Re: How to process multiple classification with SVM in MLlib

Cui xp
Thank you for your reply, I don't quite understand how to do one-vs-all manually for multiclass
training. And for the second question, My algorithm is implemented in Java and designed for single machine, How can I broadcast the dataset to each worker, train models on workers? Thank you very much.
Reply | Threaded
Open this post in threaded view
|

Re: How to process multiple classification with SVM in MLlib

Xiangrui Meng
For broadcast data, please read
http://spark.apache.org/docs/latest/programming-guide.html#broadcast-variables
.
For one-vs-all, please read
https://en.wikipedia.org/wiki/Multiclass_classification .

-Xiangrui

On Mon, Jun 9, 2014 at 7:24 AM, littlebird <[hidden email]> wrote:

> Thank you for your reply, I don't quite understand how to do one-vs-all
> manually for multiclass
> training. And for the second question, My algorithm is implemented in Java
> and designed for single machine, How can I broadcast the dataset to each
> worker, train models on workers?
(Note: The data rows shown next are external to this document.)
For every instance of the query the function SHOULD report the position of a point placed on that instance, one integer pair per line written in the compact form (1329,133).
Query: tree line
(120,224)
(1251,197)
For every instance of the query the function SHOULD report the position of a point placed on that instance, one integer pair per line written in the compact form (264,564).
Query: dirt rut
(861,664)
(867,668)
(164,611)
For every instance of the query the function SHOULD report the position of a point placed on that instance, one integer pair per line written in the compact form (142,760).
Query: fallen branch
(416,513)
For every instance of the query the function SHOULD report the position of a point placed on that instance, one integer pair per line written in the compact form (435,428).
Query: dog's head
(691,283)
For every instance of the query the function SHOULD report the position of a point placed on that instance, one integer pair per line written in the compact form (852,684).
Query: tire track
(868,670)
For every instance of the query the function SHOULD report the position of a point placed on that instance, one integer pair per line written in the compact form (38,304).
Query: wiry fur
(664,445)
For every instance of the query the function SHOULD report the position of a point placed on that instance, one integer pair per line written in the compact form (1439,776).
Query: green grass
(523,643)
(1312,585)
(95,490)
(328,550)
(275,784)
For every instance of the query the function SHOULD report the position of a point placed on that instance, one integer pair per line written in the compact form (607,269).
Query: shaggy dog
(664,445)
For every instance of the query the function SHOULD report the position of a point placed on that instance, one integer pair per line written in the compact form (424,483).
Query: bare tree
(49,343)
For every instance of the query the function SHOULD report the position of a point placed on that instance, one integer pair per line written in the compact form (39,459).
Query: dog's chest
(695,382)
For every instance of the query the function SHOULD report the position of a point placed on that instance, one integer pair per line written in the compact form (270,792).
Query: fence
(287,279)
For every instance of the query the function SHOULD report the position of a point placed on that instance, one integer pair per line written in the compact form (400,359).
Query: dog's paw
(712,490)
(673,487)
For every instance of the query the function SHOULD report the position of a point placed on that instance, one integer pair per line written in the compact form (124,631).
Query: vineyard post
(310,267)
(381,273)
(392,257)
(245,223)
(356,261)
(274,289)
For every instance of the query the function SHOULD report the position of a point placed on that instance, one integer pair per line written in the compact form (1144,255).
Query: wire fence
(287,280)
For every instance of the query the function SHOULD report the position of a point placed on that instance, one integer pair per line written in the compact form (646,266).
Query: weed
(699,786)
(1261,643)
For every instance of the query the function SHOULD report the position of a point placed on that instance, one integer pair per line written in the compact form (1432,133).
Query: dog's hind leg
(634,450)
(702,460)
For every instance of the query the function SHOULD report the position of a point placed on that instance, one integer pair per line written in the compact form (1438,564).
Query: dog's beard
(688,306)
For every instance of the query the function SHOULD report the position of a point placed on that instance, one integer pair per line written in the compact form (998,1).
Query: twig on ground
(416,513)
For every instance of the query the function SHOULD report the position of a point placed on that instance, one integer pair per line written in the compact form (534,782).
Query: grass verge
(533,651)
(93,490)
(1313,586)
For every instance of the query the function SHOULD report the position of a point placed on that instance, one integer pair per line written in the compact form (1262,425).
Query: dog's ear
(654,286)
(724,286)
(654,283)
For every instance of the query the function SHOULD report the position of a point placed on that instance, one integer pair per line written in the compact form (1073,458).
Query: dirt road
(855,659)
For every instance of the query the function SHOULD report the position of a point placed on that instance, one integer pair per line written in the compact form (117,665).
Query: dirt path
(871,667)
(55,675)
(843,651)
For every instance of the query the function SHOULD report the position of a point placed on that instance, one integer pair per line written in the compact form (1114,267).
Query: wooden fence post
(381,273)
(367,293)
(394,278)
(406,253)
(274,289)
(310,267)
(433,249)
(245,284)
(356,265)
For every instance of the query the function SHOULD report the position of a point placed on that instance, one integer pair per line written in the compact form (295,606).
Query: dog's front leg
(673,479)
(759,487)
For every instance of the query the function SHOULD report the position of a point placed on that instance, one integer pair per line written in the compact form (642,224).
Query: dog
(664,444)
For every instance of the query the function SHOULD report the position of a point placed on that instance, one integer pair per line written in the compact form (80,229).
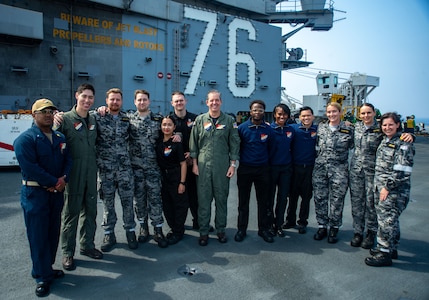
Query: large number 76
(234,57)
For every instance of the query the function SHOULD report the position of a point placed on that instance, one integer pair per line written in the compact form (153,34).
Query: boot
(321,234)
(375,251)
(159,237)
(356,240)
(144,233)
(131,239)
(332,238)
(380,259)
(368,241)
(109,241)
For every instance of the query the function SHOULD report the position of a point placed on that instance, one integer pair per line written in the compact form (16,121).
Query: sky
(384,38)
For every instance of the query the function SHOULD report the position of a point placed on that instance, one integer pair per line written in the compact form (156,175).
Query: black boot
(356,240)
(160,238)
(321,234)
(144,233)
(380,259)
(368,241)
(332,238)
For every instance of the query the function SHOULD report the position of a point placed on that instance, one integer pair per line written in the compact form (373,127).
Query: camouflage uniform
(362,177)
(393,168)
(330,175)
(115,171)
(145,131)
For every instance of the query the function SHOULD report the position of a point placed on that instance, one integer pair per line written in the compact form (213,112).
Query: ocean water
(424,121)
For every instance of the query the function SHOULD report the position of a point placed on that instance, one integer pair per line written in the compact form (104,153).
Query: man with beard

Thank you very much.
>
>
>
> --
> View this message in context: http://apache-spark-user-list.1001560.n3.nabble.com/How-to-process-multiple-classification-with-SVM-in-MLlib-tp7174p7251.html
> Sent from the Apache Spark User List mailing list archive at Nabble.com.
Reply | Threaded
Open this post in threaded view
|

Re: How to process multiple classification with SVM in MLlib

Cui xp
This post was updated on .
Thanks. Now I know how to broadcast the dataset but I still wonder after  broadcasting the dataset how can I apply my algorithm to training the model in the wokers. To describe my question in detail, The following code is used to train LDA(Latent Dirichlet Allocation) model with JGibbLDA in single machine, it iterate to sample the topic and train the model. After  broadcasting the dataset, how can I keep the code  running in Spark? Thank you.
                LDACmdOption ldaOption = new LDACmdOption(); //to set the parameters of LDA
                ldaOption.est = true;
                ldaOption.estc = false;
                ldaOption.modelName = "model-final";//the name of the output file
                ldaOption.dir = "/usr/Java";
                ldaOption.dfile = "newDoc.dat"//this is the input data file
                ldaOption.alpha = 0.5;
                ldaOption.beta = 0.1;
                ldaOption.K = 10;// the numbers of the topic
                ldaOption.niters = 1000;//the times of iteration
                topicNum = ldaOption.K;
                Estimator estimator = new Estimator();
                estimator.init(ldaOption);
                estimator.estimate();

Reply | Threaded
Open this post in threaded view
|

Re: How to process multiple classification with SVM in MLlib

Cui xp
In reply to this post by Xiangrui Meng
Someone suggests me to use Mahout, but I'm not familiar with it. And in that case, using Mahout will add difficulties to my program. I'd like to run the algorithm in Spark. I'm a beginner, can you give me some suggestions?